If I learned to play Wingspan, it would be the only game I played, in the time we had allotted, instead of playing four games, at least one of which I was really excited to play.

We played Wingspan.

Let me tell you: I really liked playing Wingspan.

I have played one game of Wingspan and I don’t think I’m ever going to get to play another. If I do, that’s great and that’d be cool, but it’s excellent in this way that feels complete.
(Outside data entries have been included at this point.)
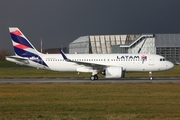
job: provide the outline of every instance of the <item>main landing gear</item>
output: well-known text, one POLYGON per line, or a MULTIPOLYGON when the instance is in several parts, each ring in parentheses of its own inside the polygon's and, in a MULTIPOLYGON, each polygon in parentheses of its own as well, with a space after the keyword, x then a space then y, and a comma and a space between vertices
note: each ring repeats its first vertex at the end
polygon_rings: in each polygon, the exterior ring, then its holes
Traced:
POLYGON ((93 80, 98 80, 98 76, 97 75, 92 75, 91 77, 90 77, 90 79, 93 81, 93 80))
POLYGON ((153 80, 152 72, 149 72, 149 79, 150 79, 150 80, 153 80))

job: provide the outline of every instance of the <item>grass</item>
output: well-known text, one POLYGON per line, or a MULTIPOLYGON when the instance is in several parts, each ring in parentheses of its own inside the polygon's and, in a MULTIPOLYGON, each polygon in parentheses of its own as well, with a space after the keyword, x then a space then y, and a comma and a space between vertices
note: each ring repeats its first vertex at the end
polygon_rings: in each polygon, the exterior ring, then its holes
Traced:
MULTIPOLYGON (((153 72, 153 77, 180 77, 180 65, 175 66, 172 70, 153 72)), ((91 73, 77 72, 55 72, 42 69, 30 68, 15 63, 0 62, 0 78, 89 78, 91 73)), ((99 74, 99 77, 104 77, 99 74)), ((126 72, 125 77, 148 78, 148 72, 126 72)))
MULTIPOLYGON (((153 75, 180 77, 179 71, 176 66, 153 75)), ((0 78, 89 76, 0 62, 0 78)), ((126 77, 148 77, 148 73, 131 72, 126 77)), ((179 108, 178 83, 0 84, 2 120, 178 120, 179 108)))
POLYGON ((180 84, 1 84, 0 119, 178 120, 180 84))

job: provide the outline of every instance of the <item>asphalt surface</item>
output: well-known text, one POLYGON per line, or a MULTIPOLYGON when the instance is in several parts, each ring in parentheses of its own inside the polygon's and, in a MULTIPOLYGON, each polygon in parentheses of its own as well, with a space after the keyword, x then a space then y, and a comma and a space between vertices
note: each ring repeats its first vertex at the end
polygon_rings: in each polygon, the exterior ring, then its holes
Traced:
POLYGON ((32 78, 32 79, 0 79, 0 84, 18 84, 18 83, 180 83, 180 78, 123 78, 123 79, 99 79, 91 81, 80 78, 32 78))

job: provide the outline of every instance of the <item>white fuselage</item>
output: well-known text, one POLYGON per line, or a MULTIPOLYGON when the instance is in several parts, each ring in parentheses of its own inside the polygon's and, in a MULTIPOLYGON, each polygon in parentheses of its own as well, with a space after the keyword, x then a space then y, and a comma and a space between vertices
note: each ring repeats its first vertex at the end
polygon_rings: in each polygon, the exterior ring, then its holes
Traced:
MULTIPOLYGON (((61 54, 41 54, 39 56, 41 56, 47 66, 31 60, 24 65, 53 71, 93 71, 93 67, 65 61, 61 54)), ((104 66, 120 66, 124 71, 163 71, 174 67, 174 64, 166 61, 164 57, 152 54, 67 54, 66 56, 72 61, 95 63, 104 66), (142 56, 146 57, 142 58, 142 56)), ((22 62, 11 58, 6 59, 22 64, 22 62)))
I don’t find myself thinking ‘gosh, I want to play more Wingspan, ‘ or ‘I should go buy Wingspan,’ but normally when I feel that done with a game, it’s either from a game with a distinctly conclusive narrative (like many videogames) or a game I kind of hated starting it up (in the case of many card games).

I don’t find myself feeling that way with Wingspan.

This isn’t meant to be a recommendation, per se, that you buy a $90 multiplayer board game that takes several hours to play during a pandemic. I will say that it’s a digital game as well, and the actual engine building is interesting and fun, and you can do it without another player around to get in your way, if you play it on the PC or Switch. What it is, really, is sort of a strange, eerie glorying.

I have no strong memories of feeling this way about most games when I’m done with them. In this case, I feel that Wingspan is something that’s somehow perfectly satisfying even if I never get any more. It was calming and charming and enjoyable and crunchy and thoughtful. My turns were quick, I was eager for my next one, and when it all came together, what I had to show for it was this nice glade full of birds.

Gosh, I enjoyed Wingspan.


All pictures here are from Wingspan’s BoardgameGeek page.